Weekes was the hero of the hour with a career-best-equalling 4 for 29, two of those wickets coming in the final over. Hussain found little real support once Darren Robinson had departed. The captain, Paul Prichard, did fling the bat but not for long.

There was an abundance of sixes in the match, largely due to the proximity of the boundary on the Grandstand side of the ground. Hussain's innings, which was his first Sunday half-century of the season, contained four - one of which had spectators scrabbling around in the upper tier of the Grandstand looking for the ball. And Jason Pooley's lively half-century during the Middlesex innings included a couple of huge ones.

One was a real smash hit, and did not need the short boundary. It broke the office window of the MCC assistant secretary, John Jameson. And the players did not get their ball back.

The left-hander Pooley had earlier shared in a third-wicket stand of 96 in 76 balls with the acting captain, John Carr, which restored Middlesex fortunes after they had subsided to 41 for 2.
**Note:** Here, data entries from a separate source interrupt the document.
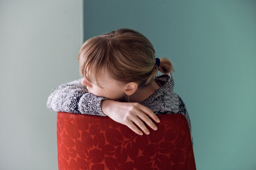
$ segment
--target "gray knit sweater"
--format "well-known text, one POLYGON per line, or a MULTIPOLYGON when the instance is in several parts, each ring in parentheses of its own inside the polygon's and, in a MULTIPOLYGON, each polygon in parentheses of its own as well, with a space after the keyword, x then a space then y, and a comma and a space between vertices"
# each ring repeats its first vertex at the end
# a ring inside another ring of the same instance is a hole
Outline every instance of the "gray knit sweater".
MULTIPOLYGON (((106 116, 101 109, 102 100, 107 99, 89 93, 81 84, 82 78, 62 85, 51 94, 47 107, 55 112, 64 112, 106 116)), ((191 132, 190 120, 186 107, 180 97, 173 92, 174 82, 170 75, 157 76, 156 80, 162 86, 140 104, 156 115, 180 114, 187 118, 191 132)))

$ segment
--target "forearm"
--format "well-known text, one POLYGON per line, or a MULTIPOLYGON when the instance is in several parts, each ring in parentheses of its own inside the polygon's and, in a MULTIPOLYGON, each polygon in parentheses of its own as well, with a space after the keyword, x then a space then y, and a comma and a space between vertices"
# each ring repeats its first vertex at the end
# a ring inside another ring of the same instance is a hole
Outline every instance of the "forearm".
POLYGON ((81 79, 63 85, 51 94, 47 107, 55 112, 64 112, 105 116, 101 111, 100 103, 106 98, 88 92, 81 79))

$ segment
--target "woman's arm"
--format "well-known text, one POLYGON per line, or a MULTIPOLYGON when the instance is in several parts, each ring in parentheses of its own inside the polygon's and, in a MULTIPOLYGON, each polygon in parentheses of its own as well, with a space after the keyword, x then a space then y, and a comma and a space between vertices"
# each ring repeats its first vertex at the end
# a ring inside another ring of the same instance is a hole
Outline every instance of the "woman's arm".
POLYGON ((51 94, 47 107, 55 112, 64 112, 106 116, 101 110, 102 100, 107 99, 88 92, 81 84, 82 78, 63 85, 51 94))
POLYGON ((138 103, 118 102, 107 100, 103 100, 101 105, 105 114, 116 122, 126 125, 138 135, 142 135, 143 134, 135 124, 148 135, 149 131, 143 122, 155 130, 157 130, 157 127, 149 117, 156 122, 160 122, 158 118, 151 109, 138 103))
POLYGON ((145 133, 149 134, 143 122, 153 129, 157 129, 149 117, 156 122, 160 121, 150 109, 138 103, 118 102, 90 94, 86 86, 81 84, 82 79, 64 84, 56 89, 48 98, 48 108, 55 112, 107 115, 140 135, 142 135, 142 132, 135 124, 145 133))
But Carr was the first of four batsmen to depart in the space of six overs and it was left to Keith Brown and James Hewitt with an unbroken partnership of 55 to take Middlesex into the realms of respectability.

Stuart Law was the pick of the Essex bowlers with a Sunday best 4 for 40. In contrast poor Paul Grayson came in for some stick with his eight overs costing 59 runs. The Essex attack had been shorn of the services of Ronnie Irani, who was rested, and he watched his team-mates from the stand on the day he was restored to the Test squad.